The 2014 omnibus bill contains an increase in funding for running the Social Security Administration (SSA). Maybe now they can stop paying Social Security benefits to dead people.

According to a December Government Accountability Office (GAO) report, SSA systems do not accurately note and confirm the deaths of beneficiaries, resulting in payments being made to dead people—sometimes for decades. The flawed system doesn’t just impact Social Security payments, either. Multiple other federal agencies that pay benefits—from federal pensions to payments to farmers and the disabled—rely on SSA’s flawed death data.

Collecting Dead Mother’s Social Security for 23 Years. Raymond O’Dell made news this week when he was sentenced for collecting his dead mother’s Social Security benefits for 23 years. O’Dell collected $188,000 in benefits, while building a successful Taco Bell franchise. His accountant put his net worth at $4 million (including $431,000 in cash). This week, he was sentenced to pay back the benefits, along with a $20,000 fine, and will serve six months in prison.

O’Dell is not unique. In Washington state, U.S. Attorney Jenny Durkan convicted five people for collecting a dead parent’s Social Security benefits. One man personally disposed of his mother’s body in a rural area and never reported her death; he collected her benefits for 9 years. More examples are cited in the SSA’s “Deceased Payee Fraud; Strange But True,” released this month.

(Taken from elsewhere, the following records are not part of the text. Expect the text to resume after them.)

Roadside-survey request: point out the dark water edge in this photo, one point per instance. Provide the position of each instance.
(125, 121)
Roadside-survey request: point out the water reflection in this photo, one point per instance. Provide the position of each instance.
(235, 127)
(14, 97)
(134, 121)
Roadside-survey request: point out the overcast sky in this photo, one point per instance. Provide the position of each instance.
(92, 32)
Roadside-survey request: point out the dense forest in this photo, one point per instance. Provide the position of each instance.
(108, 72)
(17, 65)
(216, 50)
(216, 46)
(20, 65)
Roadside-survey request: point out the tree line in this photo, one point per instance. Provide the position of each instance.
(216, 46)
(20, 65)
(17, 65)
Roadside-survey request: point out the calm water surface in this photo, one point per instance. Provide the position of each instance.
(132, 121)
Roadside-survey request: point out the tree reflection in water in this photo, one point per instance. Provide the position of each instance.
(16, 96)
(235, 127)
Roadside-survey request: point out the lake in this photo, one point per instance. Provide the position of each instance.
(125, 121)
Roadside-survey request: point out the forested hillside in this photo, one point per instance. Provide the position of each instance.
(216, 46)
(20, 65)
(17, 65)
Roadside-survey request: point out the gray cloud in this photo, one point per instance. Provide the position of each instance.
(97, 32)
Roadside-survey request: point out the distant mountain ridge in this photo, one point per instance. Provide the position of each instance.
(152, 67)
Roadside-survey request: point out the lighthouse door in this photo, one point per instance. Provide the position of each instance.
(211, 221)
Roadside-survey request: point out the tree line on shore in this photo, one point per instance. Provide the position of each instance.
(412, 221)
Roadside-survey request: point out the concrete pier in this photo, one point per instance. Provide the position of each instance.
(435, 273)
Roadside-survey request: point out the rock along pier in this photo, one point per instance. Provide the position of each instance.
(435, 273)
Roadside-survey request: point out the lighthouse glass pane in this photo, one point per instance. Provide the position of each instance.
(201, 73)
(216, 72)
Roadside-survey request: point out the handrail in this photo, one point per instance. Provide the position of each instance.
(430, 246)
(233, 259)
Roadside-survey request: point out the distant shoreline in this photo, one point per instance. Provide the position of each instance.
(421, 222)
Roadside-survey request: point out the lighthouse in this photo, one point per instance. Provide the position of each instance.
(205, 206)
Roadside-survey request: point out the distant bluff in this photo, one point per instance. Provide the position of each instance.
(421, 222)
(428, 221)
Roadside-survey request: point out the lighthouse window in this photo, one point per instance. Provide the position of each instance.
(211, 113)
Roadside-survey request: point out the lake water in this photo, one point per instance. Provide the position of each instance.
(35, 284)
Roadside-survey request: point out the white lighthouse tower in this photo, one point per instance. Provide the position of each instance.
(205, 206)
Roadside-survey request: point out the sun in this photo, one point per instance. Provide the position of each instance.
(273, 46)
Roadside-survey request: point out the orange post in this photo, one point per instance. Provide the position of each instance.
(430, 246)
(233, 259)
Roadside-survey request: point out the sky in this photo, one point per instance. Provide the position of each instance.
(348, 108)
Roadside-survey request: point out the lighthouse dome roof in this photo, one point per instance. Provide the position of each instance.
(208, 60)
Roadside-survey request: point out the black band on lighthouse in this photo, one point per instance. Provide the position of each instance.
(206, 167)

As Durkan noted, “Cheaters shred the safety net for those that really need it…and need to know prison and hefty fines wait at the end of the scheme.” The SSA has the Office of Inspector General Fraud Hotline for reporting suspected fraud. That’s good, but it isn’t enough.

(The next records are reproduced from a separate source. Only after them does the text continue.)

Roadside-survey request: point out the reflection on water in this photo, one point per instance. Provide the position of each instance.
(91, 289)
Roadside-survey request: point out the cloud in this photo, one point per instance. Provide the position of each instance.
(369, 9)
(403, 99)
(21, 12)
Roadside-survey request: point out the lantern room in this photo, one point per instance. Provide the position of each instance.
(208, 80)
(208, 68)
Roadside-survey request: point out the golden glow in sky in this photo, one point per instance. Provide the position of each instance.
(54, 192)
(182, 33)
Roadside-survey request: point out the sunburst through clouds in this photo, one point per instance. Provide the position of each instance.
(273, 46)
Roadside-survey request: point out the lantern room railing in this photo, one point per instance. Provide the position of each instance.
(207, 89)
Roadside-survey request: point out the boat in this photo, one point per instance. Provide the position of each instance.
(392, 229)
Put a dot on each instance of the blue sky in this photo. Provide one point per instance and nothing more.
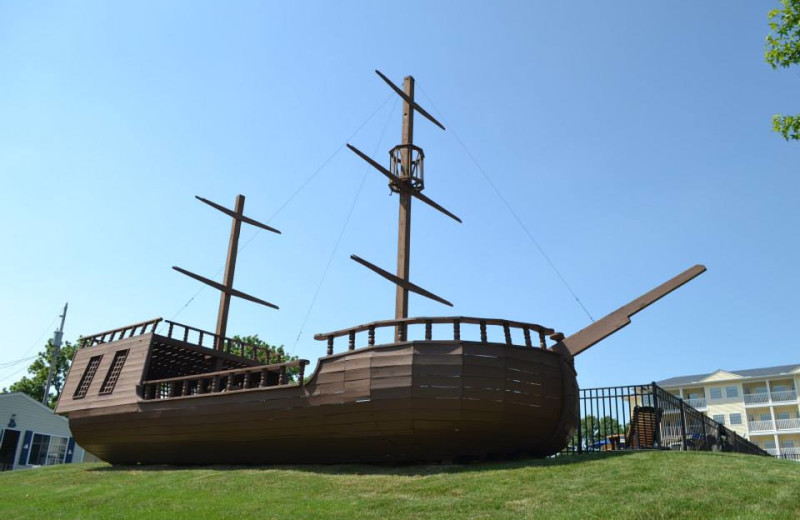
(632, 139)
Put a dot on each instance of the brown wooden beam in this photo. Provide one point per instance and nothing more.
(601, 329)
(220, 287)
(410, 99)
(246, 220)
(400, 282)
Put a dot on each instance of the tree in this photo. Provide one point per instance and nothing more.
(783, 50)
(276, 354)
(33, 383)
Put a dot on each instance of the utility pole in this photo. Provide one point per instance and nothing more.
(57, 335)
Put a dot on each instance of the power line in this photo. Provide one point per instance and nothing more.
(511, 210)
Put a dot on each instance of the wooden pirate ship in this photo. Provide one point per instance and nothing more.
(160, 392)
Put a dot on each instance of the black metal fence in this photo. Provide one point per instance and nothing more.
(649, 417)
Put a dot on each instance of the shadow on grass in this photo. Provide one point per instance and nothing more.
(386, 469)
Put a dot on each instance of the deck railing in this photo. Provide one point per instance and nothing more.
(402, 326)
(204, 338)
(760, 426)
(787, 424)
(116, 334)
(698, 402)
(756, 398)
(787, 395)
(223, 381)
(187, 334)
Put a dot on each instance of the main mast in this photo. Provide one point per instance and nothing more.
(406, 178)
(404, 216)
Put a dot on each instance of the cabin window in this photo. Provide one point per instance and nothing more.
(47, 450)
(86, 378)
(113, 373)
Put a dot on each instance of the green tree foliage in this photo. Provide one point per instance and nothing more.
(783, 50)
(33, 383)
(277, 354)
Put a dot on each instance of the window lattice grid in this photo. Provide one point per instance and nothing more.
(113, 373)
(86, 378)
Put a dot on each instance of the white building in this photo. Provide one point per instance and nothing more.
(759, 404)
(32, 435)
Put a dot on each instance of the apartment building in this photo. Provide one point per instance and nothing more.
(759, 404)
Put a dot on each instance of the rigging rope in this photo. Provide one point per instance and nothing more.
(509, 208)
(344, 227)
(291, 197)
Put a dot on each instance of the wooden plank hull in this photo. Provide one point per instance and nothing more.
(404, 402)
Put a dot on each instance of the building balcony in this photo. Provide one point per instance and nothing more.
(757, 398)
(789, 395)
(787, 424)
(761, 426)
(697, 403)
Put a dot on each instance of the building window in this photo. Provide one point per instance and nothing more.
(86, 378)
(113, 373)
(47, 450)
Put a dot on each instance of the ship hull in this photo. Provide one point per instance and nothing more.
(417, 401)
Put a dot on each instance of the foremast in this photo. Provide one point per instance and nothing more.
(406, 178)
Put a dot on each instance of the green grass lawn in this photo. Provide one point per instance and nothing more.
(646, 485)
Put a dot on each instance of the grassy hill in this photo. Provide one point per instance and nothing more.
(646, 485)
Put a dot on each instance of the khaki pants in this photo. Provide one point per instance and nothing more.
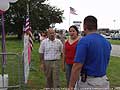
(93, 83)
(52, 73)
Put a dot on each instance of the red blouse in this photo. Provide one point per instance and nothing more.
(70, 50)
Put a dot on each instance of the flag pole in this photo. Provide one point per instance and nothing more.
(69, 16)
(3, 49)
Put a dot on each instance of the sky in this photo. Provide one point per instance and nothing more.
(106, 11)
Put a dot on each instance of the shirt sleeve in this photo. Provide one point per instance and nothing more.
(81, 51)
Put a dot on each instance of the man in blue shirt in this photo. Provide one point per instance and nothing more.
(91, 60)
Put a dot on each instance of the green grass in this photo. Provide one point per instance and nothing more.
(36, 77)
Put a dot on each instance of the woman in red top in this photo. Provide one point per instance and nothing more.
(70, 49)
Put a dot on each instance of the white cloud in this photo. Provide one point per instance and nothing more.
(105, 10)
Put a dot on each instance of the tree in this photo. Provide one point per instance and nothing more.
(41, 16)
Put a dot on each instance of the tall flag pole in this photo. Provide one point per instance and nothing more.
(28, 45)
(73, 12)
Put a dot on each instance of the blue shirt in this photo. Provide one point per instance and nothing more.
(93, 51)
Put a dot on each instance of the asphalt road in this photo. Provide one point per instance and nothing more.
(115, 50)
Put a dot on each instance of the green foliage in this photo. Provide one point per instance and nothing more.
(41, 16)
(36, 79)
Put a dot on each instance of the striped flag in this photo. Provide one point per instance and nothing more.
(73, 11)
(27, 31)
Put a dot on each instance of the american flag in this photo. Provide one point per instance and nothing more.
(27, 31)
(73, 11)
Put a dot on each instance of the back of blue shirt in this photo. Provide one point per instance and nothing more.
(93, 51)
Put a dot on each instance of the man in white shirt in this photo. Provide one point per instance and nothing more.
(50, 54)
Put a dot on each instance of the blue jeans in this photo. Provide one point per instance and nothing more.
(68, 68)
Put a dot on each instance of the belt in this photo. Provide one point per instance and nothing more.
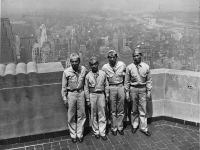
(139, 86)
(116, 84)
(75, 90)
(92, 90)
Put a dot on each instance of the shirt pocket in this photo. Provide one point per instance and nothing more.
(133, 77)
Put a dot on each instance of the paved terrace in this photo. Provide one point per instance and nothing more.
(33, 117)
(166, 135)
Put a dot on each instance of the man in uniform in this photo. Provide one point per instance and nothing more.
(97, 93)
(115, 71)
(138, 84)
(74, 97)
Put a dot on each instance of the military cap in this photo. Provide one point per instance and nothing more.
(74, 55)
(137, 50)
(112, 52)
(93, 58)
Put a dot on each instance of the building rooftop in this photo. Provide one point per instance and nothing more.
(165, 135)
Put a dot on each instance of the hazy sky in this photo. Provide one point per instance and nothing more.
(23, 6)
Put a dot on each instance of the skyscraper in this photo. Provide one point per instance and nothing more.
(7, 49)
(115, 41)
(27, 42)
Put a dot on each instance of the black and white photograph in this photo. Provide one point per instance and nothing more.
(100, 75)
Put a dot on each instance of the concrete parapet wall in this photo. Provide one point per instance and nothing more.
(31, 102)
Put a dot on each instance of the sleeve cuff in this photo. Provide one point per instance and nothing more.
(64, 98)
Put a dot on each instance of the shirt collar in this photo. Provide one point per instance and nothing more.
(114, 65)
(140, 65)
(78, 71)
(96, 72)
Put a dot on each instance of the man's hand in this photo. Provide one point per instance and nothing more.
(107, 99)
(128, 97)
(66, 103)
(148, 95)
(88, 103)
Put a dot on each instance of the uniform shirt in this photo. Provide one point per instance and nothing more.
(98, 81)
(138, 73)
(115, 74)
(73, 80)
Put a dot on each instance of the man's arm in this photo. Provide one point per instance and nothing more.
(149, 80)
(127, 84)
(86, 89)
(106, 88)
(64, 88)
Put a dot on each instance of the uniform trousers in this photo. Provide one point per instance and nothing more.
(117, 97)
(76, 107)
(138, 112)
(98, 116)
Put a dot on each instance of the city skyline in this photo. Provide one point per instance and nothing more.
(27, 6)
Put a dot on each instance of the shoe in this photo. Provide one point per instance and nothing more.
(145, 132)
(73, 140)
(97, 136)
(114, 133)
(104, 138)
(134, 130)
(80, 140)
(121, 132)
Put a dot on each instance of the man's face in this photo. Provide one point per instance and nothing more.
(75, 63)
(137, 57)
(94, 65)
(112, 59)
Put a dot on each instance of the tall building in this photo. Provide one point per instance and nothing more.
(23, 57)
(42, 34)
(7, 49)
(27, 42)
(37, 53)
(124, 39)
(115, 41)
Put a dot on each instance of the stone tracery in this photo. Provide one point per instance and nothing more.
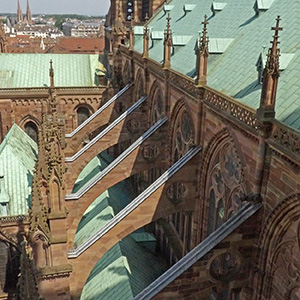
(225, 185)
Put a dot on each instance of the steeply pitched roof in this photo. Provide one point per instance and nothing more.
(106, 206)
(32, 70)
(234, 72)
(18, 153)
(123, 271)
(127, 268)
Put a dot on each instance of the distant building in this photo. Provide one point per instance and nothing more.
(78, 45)
(45, 31)
(79, 28)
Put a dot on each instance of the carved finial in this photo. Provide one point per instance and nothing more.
(131, 34)
(51, 74)
(167, 44)
(146, 41)
(168, 23)
(204, 31)
(272, 63)
(202, 55)
(271, 74)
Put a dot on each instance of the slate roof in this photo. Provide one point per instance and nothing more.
(18, 153)
(32, 70)
(128, 267)
(124, 271)
(234, 72)
(104, 207)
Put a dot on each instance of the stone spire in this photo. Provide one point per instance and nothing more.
(28, 14)
(146, 40)
(2, 39)
(167, 45)
(19, 13)
(202, 55)
(131, 34)
(136, 12)
(271, 74)
(51, 74)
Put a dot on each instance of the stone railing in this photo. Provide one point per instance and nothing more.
(5, 220)
(41, 92)
(232, 108)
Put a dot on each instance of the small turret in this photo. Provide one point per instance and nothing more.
(167, 44)
(202, 55)
(271, 74)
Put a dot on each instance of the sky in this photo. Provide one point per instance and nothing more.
(81, 7)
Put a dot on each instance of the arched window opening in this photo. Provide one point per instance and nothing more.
(83, 114)
(224, 187)
(157, 107)
(146, 8)
(140, 88)
(129, 10)
(32, 130)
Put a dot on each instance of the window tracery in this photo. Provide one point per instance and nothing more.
(224, 187)
(83, 114)
(157, 111)
(32, 130)
(183, 136)
(140, 88)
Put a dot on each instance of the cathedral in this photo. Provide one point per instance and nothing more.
(169, 168)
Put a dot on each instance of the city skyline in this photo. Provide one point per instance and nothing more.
(88, 7)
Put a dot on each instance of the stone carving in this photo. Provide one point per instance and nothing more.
(225, 190)
(224, 266)
(234, 109)
(150, 152)
(133, 126)
(176, 192)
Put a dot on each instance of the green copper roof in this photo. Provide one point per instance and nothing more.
(18, 154)
(106, 206)
(124, 271)
(128, 267)
(32, 70)
(232, 67)
(96, 165)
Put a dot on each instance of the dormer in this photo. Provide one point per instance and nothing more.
(261, 6)
(217, 7)
(156, 36)
(4, 198)
(168, 8)
(218, 45)
(188, 8)
(180, 41)
(284, 60)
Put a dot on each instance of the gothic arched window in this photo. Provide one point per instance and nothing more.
(146, 8)
(224, 187)
(140, 88)
(182, 136)
(32, 130)
(83, 114)
(129, 9)
(157, 106)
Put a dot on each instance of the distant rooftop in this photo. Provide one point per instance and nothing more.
(18, 153)
(32, 70)
(237, 36)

Getting a Handle on the Problem. The SSA receives and processes death reports from a variety of sources, including states, family members, funeral directors, post offices, financial institutions, and other federal agencies. It’s a big job: In 2012, seven million deaths were reported to the SSA; overall, they manage the death records for some 98 million people.

The GAO reports that the agency does not verify the death reports from all of its sources. The SSA has no clue how accurate the unverified reports are because, according to the GAO, the agency has “never performed an analysis validating the accuracy of the various sources of death reports.”

The GAO checked on a random sample of the SSA’s death reports and found problems:

  • Notice of about 500 deaths came to the SSA long after the person’s death; in fact 200 were 10 or more years after the fact, meaning that all kinds of benefits could have been flowing unchecked for years.
  • Another 150 people were apparently engaged in “back to the future” time travel—their date of death was BEFORE their date of birth.
  • Almost 2000 broke or nearly broke Guinness records—living between 115 and 195 years.

The GAO made some recommendations on how to improve the SSA systems, and maybe things will improve. It should be noted that, while the GAO focused on the SSA’s struggles with the death reports it received, Raymond O’Dell and a slew of others kept their relative’s death from being reported.

In the omnibus appropriations Congress passed this week, they offered their usual solution—more money—increasing the agency’s budget by $651 million. Oklahoma’s Senator Tom Coburn (R) and a few others are pushing the SSA to fix this and other fraud in benefit programs. As The Wall Street Journal notes, these members “are voices crying in the wilderness” as Congress focuses on spending more money, not making existing agencies and programs work better.